Self care

I am a giver. My husband is a taker. This usually means that I put his desires, wants, needs and feelings before my own and usually just suck it up. I’m usually ok with this but since he has taken another wife I’ve noticed that I feel upset and resentful when I martyr my happiness for his. I’m not sure why I feel like this now or what to do about it. I don’t want it to cause problems so I’m going to start doing things for my happiness. A little self care will do me good.

Why I love polygyny 

I love polygyny because I love sisterhood. I love community style living. I’m emotionally needy. I crave an emotional bond with a woman. It makes me happy to know that even on my bad days my husband is taken care of, loved on and supported. I love polygyny because I don’t want a sister to be lonely or struggling to survive if she doesn’t have to be. I want a single mothers children to be taken care of and for them to have the love, stability and protection that a father can provide. I love polygyny because it is a way for women to come together and help each other. Teamwork makes the dream work.

My sister wife 

My husband was courting a really nice woman before I lost the baby and we had planned for her and her three children to come up for the weekend the morning that I lost the baby. She was on her way when we were on our way to the hospital. She has 3 children (2, 4 and 9) and I have 2 children at home (12 and 14). I also have a 22-year-old who lives on her own and a 9-year-old is with my ex-husband. She wanted to still come and stay with my children while we were in the hospital. I thought that was nice. When we got home the entire house was spotless, dinner was done and the children were in bed. She wants to be a stay at home wife and mother. I’m a ICU nurse and career girl. I have a scholarship to Southern Illinois University to become a Doctor of Nursing Anesthesia. I really like her and think she’s a perfect fit.
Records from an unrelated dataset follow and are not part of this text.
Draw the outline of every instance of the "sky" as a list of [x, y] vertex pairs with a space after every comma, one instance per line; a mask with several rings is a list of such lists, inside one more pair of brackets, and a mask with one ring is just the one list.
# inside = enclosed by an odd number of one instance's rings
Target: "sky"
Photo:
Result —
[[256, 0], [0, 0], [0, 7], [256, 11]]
Even though she’s perfect this is a very emotional time for me and my emotions are all over the place. My husband asked me if I wanted him to end things with her until I’m a better place mentally. I said no. Things are going well with them and I don’t want to be the reason that things stop. This is going to be very rewarding but very emotionally trying.

Feelings 

  1. Tomorrow marks 1 month since I lost my daughter. At 18 weeks my water broke, I went to the doctor and they did an ultrasound. They said that she still had a heartbeat and there was some amniotic fluid. There was a chance that it would increase. Two days later she passed. I went to the bathroom and felt her feet in my vagina. I delivered her in the hospital. I dressed her in a crocheted hat and crocheted bassinet and blanket. I wrapped her in a hospital receiving blanket and brought her body home. I kept her in a cooler on cold packs beside my bed until I buried her on my friends land 2 days later. That was probably very emotionally unhealthy but I was mourning and my husband didn’t have the heart to tell me no. These were the hardest days of my life.